Businesses can develop a range of different Intellectual Property [IP] in the ordinary course of operating their business. It is important this IP, which is an asset and can become valuable as a balance sheet item, is identified and protected. Some forms of IP such as plant breeder rights, circuit layout rights, patents and designs require registration with IP Australia for exclusivity and enforcement rights.
Once the IP is identified and established as a business asset, one way it can be commercialised to produce a profit for the business is by granting rights to others to use that asset, known as a licence. The licence works by exchanging the right for the licensee to use the IP asset for something in return (usually a payment of money). The licensor (the party who owns or has the right to licence the IP asset) and the licensee (the party who is granted a right to use the IP asset) will agree to a set of terms and conditions which should be documented in a formal legal agreement.
The benefit of a licence (as opposed to any sale of the IP) is that the IP owner will maintain ownership over the IP. Any decision to sell or license an IP asset should be well considered, and accounting and legal advice obtained as part of that decision making process.
There are typically three types of commercial types of IP licences – exclusive, non-exclusive, and sole.
Exclusive Licence
An exclusive licence allows the licensee exclusively to both use and commercialise the IP – this usually includes the exclusion of the licensor.
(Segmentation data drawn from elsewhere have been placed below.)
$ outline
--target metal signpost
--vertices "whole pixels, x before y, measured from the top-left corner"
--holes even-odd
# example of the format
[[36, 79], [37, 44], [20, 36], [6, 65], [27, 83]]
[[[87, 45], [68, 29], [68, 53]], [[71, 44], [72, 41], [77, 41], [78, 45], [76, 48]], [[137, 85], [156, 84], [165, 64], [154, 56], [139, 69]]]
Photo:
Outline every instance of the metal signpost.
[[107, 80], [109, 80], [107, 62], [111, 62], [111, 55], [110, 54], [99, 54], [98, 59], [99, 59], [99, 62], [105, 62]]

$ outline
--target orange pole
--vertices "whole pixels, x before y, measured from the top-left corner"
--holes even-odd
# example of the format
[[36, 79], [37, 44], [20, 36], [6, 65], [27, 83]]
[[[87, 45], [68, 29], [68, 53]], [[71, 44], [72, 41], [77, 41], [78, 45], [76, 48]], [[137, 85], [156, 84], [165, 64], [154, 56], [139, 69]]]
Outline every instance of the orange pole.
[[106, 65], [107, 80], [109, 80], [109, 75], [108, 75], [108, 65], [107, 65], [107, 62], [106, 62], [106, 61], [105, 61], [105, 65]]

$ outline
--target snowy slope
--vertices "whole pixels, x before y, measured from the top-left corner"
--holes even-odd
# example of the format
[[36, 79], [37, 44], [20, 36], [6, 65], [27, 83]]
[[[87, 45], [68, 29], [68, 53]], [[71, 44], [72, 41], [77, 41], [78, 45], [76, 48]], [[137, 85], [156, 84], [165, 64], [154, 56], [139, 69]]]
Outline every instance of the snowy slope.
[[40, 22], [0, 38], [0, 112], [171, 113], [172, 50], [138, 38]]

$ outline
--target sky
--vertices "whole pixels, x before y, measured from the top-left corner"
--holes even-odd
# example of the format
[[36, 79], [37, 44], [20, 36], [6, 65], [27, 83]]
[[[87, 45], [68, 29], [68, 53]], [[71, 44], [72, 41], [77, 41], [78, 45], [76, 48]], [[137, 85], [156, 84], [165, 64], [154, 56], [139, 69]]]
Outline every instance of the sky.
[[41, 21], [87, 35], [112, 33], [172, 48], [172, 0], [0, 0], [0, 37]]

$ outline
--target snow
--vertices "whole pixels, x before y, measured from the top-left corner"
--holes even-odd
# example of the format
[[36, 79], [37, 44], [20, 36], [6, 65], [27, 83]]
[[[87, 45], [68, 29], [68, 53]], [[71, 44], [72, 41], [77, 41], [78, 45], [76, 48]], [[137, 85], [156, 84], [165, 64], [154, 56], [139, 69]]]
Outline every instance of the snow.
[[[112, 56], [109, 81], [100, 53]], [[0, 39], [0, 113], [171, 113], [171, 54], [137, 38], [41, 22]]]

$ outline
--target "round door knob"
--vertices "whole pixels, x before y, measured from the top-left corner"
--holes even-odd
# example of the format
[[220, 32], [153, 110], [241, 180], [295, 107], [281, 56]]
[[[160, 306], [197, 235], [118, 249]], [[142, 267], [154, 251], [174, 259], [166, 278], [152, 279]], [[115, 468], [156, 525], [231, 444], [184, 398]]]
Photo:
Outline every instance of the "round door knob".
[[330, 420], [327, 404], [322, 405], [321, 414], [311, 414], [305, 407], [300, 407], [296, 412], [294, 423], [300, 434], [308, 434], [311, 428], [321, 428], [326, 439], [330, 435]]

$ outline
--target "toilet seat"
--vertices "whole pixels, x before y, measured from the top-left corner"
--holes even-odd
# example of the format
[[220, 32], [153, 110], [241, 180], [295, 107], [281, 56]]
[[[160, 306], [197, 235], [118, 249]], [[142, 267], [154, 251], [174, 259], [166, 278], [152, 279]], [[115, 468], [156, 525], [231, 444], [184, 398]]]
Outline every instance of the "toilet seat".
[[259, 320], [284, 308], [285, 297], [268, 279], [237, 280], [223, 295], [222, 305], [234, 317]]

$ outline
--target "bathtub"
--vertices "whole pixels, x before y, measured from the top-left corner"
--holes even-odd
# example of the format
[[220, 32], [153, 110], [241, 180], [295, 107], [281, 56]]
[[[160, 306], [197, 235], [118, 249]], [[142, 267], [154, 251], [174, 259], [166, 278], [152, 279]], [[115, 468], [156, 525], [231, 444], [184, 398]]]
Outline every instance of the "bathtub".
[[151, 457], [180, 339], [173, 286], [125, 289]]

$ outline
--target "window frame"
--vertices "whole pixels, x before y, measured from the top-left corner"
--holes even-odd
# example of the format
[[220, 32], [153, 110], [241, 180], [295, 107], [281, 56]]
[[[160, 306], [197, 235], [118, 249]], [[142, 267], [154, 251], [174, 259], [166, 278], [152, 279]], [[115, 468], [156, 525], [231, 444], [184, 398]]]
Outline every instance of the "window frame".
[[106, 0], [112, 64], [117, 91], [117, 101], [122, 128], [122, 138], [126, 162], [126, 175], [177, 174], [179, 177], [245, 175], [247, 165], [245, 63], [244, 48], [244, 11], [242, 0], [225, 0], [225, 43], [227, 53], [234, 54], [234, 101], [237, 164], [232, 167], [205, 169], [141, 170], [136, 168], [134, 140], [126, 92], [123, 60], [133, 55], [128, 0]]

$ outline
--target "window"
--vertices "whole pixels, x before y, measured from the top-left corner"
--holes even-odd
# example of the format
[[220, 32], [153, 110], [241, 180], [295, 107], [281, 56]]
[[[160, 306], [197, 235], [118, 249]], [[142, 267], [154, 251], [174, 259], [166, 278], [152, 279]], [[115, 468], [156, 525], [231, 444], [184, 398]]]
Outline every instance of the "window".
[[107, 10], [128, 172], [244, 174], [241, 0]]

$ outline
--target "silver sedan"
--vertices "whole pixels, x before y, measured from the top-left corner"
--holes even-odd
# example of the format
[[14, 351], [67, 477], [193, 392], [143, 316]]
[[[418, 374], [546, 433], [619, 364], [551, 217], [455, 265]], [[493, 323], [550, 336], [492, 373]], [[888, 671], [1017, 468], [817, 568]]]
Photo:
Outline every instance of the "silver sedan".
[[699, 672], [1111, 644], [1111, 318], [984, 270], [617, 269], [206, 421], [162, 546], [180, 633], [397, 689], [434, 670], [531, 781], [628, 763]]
Depending on the type of IP being licensed, only when a license is exclusive can a licensee pursue court action to enforce the exclusion of others from using the asset.
Licensors may still place specific restrictions on the exclusive licensee’s use of the asset in limiting the licence by product type, geographical area, or field – meaning any of the licensed subject matter not carved out for the licensee may be reserved for use by the licensor. These restrictions can permit the licensor to retain IP rights in the restricted areas and exploit their own IP.
Exclusive licences usually command a higher payment from the licensee in exchange for that exclusive licence status.
Non-Exclusive Licence
A non-exclusive licence allows the licensor to license the IP to multiple different parties, and retain usage rights for the licensor.
This means a licensor can use its own IP without as many limitations. In some instances, this may be more profitable since there can be greater IP commercialisation and more monetary payments. A non-exclusive licence can still set out restrictions on the use of the IP by licensees.
Sole Licence
A sole licence is a licence granted to only one person or business but still allows the licensor to use its IP.
This allows the licensor to have more control over their IP and continue to use it in conjunction with the licensee, unlike a typical exclusive licence. However, a sole licensee does not have any right to enforce the IP against infringers.
Selecting a Licence
When selecting an IP licence model, licensors should consider the purpose for licensing their IP.
Additionally, they should consider how much control they want to have over the IP and the licensee’s use of it.
For example, if the licensor is unable to further develop and commercialise the IP asset, or simply wants little to no involvement in the development of the IP, then an exclusive licence may be appropriate. Also, licensees may be reluctant to agree to a non-exclusive licence, since they can be less valuable than an exclusive licence.
On the other hand, if the licensor seeks to continue using their IP, or maintain some control over it, they may consider a non-exclusive or sole licence. This type of licence is preferred where it is important for a licensor to continue research and development activities around the particular technologies associated with the IP asset the subject of the licence.
Regardless of which licence is ultimately chosen, a formal licence agreement should be prepared to govern the relationship. A licence agreement should set out the following:
- way the licensor and the licensee are permitted to use the IP;
- length of time that the licence is valid (this may depend on the subject matter of the licence and any term of the IP right registrations);
- way in which research and development around the IP will continue, including as to ownership;
- any limits on the use of the IP (product, geography or field based);
- fees which are exchanged for the right to use the asset;
- parties’ responsibilities (for example, payment of IP registration renewals and insurance, or any rights or obligations to enforce the IP against infringers); and
- circumstances in which the licence may be assigned, transferred, sub-licenced, and terminated.